If it weren’t for my anxiety, I might never have gone into teaching. As terrifying as it was, I chose this career because it seemed like a much safer option than anything in the business world. I was just too scared to do anything else.
If it weren’t for my anxiety, teaching (and sudden exposure to everything I had spent my life avoiding) wouldn’t have triggered a worsening of my symptoms, causing me to finally address the issue and say yes to a course of cognitive behavioral therapy (CBT).
If it weren’t for my anxiety, I wouldn’t have been challenged to completely rethink the way I approached life through thoughts, body language, beliefs and behavior, ultimately resulting in me becoming a much happier person.
If it weren’t for my anxiety and the accompanying “impostor syndrome” that followed me into every area of life, I would never have been such a hardworking, determined teacher. I would have never have mastered my craft as well as I have.

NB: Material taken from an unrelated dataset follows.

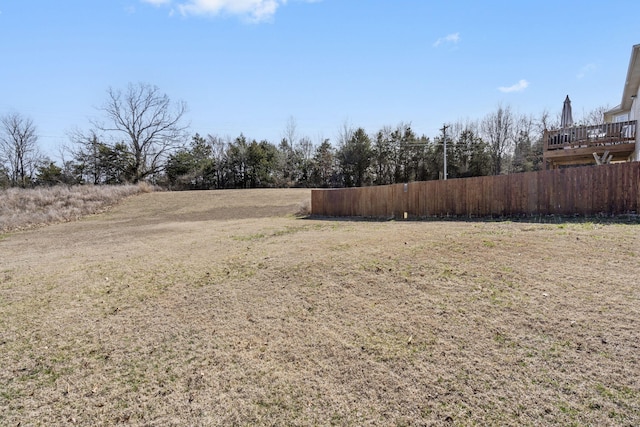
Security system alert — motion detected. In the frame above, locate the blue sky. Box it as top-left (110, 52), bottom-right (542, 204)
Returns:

If it weren’t for my anxiety, I wouldn’t have realized that I really loved working with children, finding so much humor, wisdom and comfort in their honesty.
If it weren’t for my anxiety, I would never have been drawn to support vulnerable children — children with special needs, emotional issues and, of course, anxiety. I wouldn’t have had the courage to speak up on their behalf or work so tirelessly to ensure that they got a good deal, socially as well as academically.
If it weren’t for my anxiety, I never would have become so obsessed with growth, transformation and learning, for myself and everyone around me. I wouldn’t have thought to start my own business, driven by a desire to help those like myself in building up skills like confidence and resilience in school, hopefully bypassing years of avoidance and misery.
If it weren’t for my anxiety, I wouldn’t have developed my cheery personality; my self-deprecating humor; my incredible work ethic; my vivid imagination; my generosity; my thoughtful, supportive nature towards others.
If it weren’t for my anxiety, I wouldn’t have felt the need to start a blog and share my story, in the hope of inspiring others who face similar struggles.
Ultimately, I realized that this thing that had caused so much stress, upset, pain and misery in my life was the same thing that had given me courage, purpose, creativity and joy. Author Madeleine L’Engels says, “Maybe you have to know the darkness before you can appreciate the light.” Maybe without the darkness, there is no light.